Translation:I am making a cake.

February 26, 2016



What is the diffrent between 'yapıyorum' and 'yaparım' ? Please help me with that :/


"yapıyorum" is present continuous tense and "yaparım" is present simple tense.


Thanks ! I was confused about it it is clear now


So "Pasta yaparim" would mean I make a cake?


Yes, it would.


It means i'll make a cake


That's interesting! Are you saying, simple present may be used to indicate an (immediate) intention?


Atalay, I cannot respond to your post and open up a seventh level; I therefore just 'respond' to my own query:

1) Thank you very much for your explanation! Could you clarify for me the practical meaning of "less definite" and "I will try to do it", please. Specifically, assuming Auntie Liz has just announced her visit, and Mom is heading to the kitchen saying, "I'll make a cake" – would she say "Pasta yaparım" or "Pasta yapacağım"? I mean, is the uncertainty about the result (gorgeous cake, nice cake, so-so cake, burnt cake) enough to make the situation indefinite and a try?


2) Thanks, Alalay, it helps a lot! I think I now understand the type of situation requiring a "yaparım" vs. a "yapacağım".


Yes, it can be used like that. You can say "yaparım", to mean "I'll do that/it" for example. Although it is less definite and more along the lines of "I will try to do it". If you mean to say, that you definitely will do it, you use the future tense "yapacağım".


The outcome of the cake is not important, but she would most likely say "yaparım". You would say "yapacağım", when talking about a specific appointment (what I forgot to mention). For example: "Doğum gününe bir pasta yapacağım"

Sadly I can't explain it well my self, but this is what my teacher told me, when I was learning better Turkish in Turkey.


'Cake' may be countable or uncountable. So the variant 'I am making cakes' should be accepted, I suppose.


Yep, it was just a forgotten translation.


Why not "I am making THE cake"? I thought objects were assumed to be definite unless it was "bir ___."


Well no. When the noun is object, you translate it with "the" only when it has an accusative suffix. So if the sentence had been "pastayı yapıyorum", then the correct translation would have contained "the". When the noun is subject, you can't really know without any context, so both "the" and absence of it should be considered correct.


İs the cake a subject in this sentence?


No, cake is not the subject of this sentence.
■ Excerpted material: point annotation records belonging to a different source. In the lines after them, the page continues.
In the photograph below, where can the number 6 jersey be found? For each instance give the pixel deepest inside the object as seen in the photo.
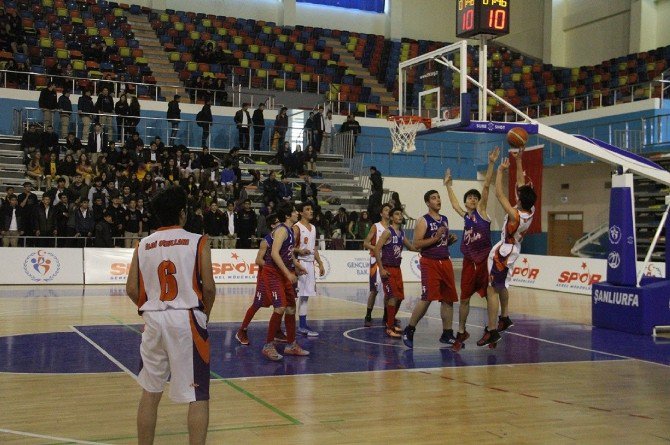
(169, 265)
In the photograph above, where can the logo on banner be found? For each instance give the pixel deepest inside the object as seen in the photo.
(614, 260)
(616, 298)
(235, 268)
(525, 273)
(615, 234)
(41, 266)
(578, 279)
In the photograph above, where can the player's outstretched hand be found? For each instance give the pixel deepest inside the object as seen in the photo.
(493, 155)
(447, 178)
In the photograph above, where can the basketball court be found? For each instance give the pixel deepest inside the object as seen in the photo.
(70, 356)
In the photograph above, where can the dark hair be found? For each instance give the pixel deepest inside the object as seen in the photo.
(427, 195)
(473, 192)
(168, 204)
(527, 197)
(284, 210)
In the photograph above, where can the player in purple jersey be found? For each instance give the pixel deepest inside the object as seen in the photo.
(475, 244)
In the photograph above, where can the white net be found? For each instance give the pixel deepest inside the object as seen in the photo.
(403, 133)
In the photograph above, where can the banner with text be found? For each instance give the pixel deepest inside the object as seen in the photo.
(41, 266)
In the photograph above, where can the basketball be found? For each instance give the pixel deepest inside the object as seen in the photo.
(517, 137)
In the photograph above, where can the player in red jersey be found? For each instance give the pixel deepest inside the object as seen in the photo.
(475, 244)
(388, 252)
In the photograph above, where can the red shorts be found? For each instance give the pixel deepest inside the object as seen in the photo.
(437, 280)
(474, 279)
(393, 287)
(277, 291)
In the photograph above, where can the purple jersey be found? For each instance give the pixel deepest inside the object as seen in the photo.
(476, 242)
(439, 250)
(392, 250)
(285, 251)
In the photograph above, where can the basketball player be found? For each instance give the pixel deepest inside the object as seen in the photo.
(475, 244)
(171, 282)
(375, 279)
(280, 277)
(305, 245)
(388, 253)
(506, 251)
(432, 238)
(266, 243)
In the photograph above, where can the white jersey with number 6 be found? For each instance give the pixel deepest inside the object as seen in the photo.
(169, 265)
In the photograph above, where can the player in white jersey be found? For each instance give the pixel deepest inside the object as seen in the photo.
(171, 282)
(306, 254)
(375, 279)
(503, 255)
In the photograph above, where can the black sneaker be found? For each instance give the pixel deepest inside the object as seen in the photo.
(489, 337)
(408, 336)
(504, 323)
(448, 337)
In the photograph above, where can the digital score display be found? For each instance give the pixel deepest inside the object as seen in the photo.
(475, 17)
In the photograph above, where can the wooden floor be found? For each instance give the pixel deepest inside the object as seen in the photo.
(607, 401)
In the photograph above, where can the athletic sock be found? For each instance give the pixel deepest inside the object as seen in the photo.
(390, 320)
(249, 316)
(289, 321)
(273, 326)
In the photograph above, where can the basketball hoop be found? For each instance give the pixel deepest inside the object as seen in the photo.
(403, 131)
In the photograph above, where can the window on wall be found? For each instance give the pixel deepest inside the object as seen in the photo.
(363, 5)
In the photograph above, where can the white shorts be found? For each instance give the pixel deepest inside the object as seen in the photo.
(175, 345)
(307, 282)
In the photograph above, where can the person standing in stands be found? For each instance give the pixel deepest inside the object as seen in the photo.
(48, 103)
(259, 125)
(243, 121)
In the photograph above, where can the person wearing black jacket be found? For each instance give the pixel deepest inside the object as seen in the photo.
(173, 116)
(243, 122)
(48, 103)
(122, 109)
(86, 110)
(259, 125)
(104, 106)
(204, 120)
(65, 108)
(103, 231)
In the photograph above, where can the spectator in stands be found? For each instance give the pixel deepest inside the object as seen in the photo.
(122, 110)
(104, 106)
(73, 144)
(173, 116)
(84, 224)
(319, 124)
(86, 110)
(35, 169)
(45, 219)
(12, 222)
(280, 129)
(133, 224)
(230, 225)
(204, 120)
(352, 127)
(97, 143)
(308, 191)
(213, 224)
(65, 111)
(104, 231)
(246, 225)
(259, 125)
(48, 102)
(376, 193)
(133, 119)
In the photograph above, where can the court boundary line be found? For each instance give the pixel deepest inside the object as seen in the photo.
(100, 349)
(43, 436)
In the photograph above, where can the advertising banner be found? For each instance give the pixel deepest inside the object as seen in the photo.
(41, 265)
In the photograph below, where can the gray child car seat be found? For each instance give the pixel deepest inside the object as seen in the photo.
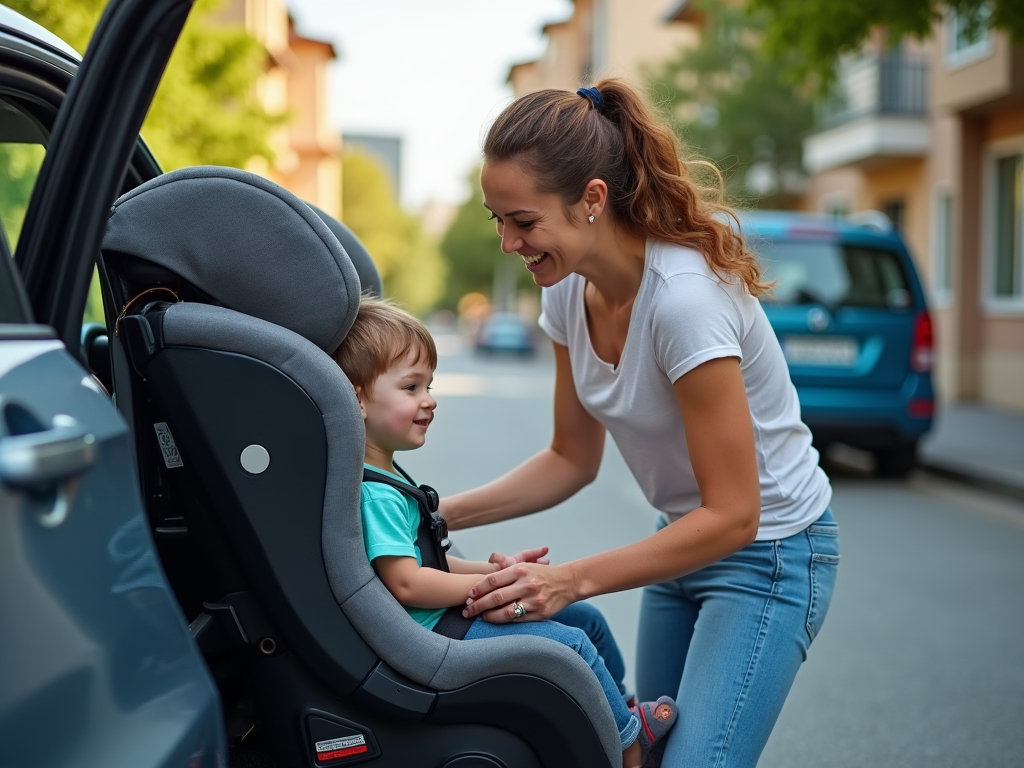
(231, 294)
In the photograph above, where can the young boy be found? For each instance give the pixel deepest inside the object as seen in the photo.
(390, 357)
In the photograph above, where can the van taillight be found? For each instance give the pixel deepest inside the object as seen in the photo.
(923, 351)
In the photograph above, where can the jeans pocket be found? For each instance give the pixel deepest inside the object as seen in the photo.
(823, 539)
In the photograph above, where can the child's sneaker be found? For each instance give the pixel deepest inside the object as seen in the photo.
(656, 719)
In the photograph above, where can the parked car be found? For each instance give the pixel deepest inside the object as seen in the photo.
(506, 333)
(182, 580)
(850, 312)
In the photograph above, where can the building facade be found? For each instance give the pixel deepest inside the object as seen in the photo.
(933, 135)
(604, 38)
(307, 150)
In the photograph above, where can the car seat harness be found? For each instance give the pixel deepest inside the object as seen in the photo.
(432, 539)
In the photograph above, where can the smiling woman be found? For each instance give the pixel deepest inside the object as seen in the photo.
(650, 301)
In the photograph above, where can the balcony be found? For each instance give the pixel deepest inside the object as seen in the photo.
(878, 111)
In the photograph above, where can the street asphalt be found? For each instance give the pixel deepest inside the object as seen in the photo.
(921, 660)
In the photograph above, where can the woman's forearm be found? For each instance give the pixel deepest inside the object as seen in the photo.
(695, 541)
(542, 481)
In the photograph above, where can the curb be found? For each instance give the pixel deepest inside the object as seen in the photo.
(967, 478)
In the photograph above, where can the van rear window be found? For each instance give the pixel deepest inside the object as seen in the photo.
(833, 274)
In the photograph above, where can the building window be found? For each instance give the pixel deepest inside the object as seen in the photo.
(1006, 283)
(968, 37)
(942, 245)
(895, 210)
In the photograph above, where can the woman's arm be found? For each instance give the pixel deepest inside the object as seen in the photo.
(423, 588)
(716, 419)
(546, 478)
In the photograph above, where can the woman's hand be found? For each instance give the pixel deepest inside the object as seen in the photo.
(541, 590)
(527, 555)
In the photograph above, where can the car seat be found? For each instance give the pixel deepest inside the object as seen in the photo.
(230, 293)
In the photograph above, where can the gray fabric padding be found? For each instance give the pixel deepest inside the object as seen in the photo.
(370, 278)
(423, 656)
(246, 242)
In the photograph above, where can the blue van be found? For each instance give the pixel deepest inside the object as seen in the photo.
(850, 313)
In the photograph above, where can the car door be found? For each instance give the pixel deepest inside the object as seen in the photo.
(96, 665)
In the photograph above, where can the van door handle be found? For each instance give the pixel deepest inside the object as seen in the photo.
(38, 460)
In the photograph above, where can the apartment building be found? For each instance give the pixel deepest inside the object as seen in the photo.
(604, 38)
(933, 134)
(307, 150)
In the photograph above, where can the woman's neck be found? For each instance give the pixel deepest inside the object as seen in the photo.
(615, 267)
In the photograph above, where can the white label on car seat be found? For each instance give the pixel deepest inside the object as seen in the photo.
(171, 456)
(341, 743)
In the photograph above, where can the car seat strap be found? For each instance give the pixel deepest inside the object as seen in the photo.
(432, 531)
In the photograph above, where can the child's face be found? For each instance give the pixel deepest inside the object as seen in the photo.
(399, 407)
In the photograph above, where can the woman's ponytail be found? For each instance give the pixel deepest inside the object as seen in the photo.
(568, 139)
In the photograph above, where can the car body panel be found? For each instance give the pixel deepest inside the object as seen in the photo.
(96, 664)
(850, 364)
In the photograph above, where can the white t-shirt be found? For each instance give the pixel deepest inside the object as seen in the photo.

It has the role of direct object. The subject, the one who is doing the action, in this case is 'I' (1st person singular).


This was a "Write what you hear" question for me, and I listened to this phrase 5 times in slow mode. It always sounded like "pasta yepür". The best I could make out of it was "pasta yapiyor", but this was marked wrong. Sorry, I am not able to hear "yapiyorum" even though I have a sharp ear :-((


Why isn't it cakes?


Cakes are plural and cake is singular so Cakes means "Pastalar" and Cake means "Pasta"


I make cake is wrong?


She sounds like she's saying yapıyor.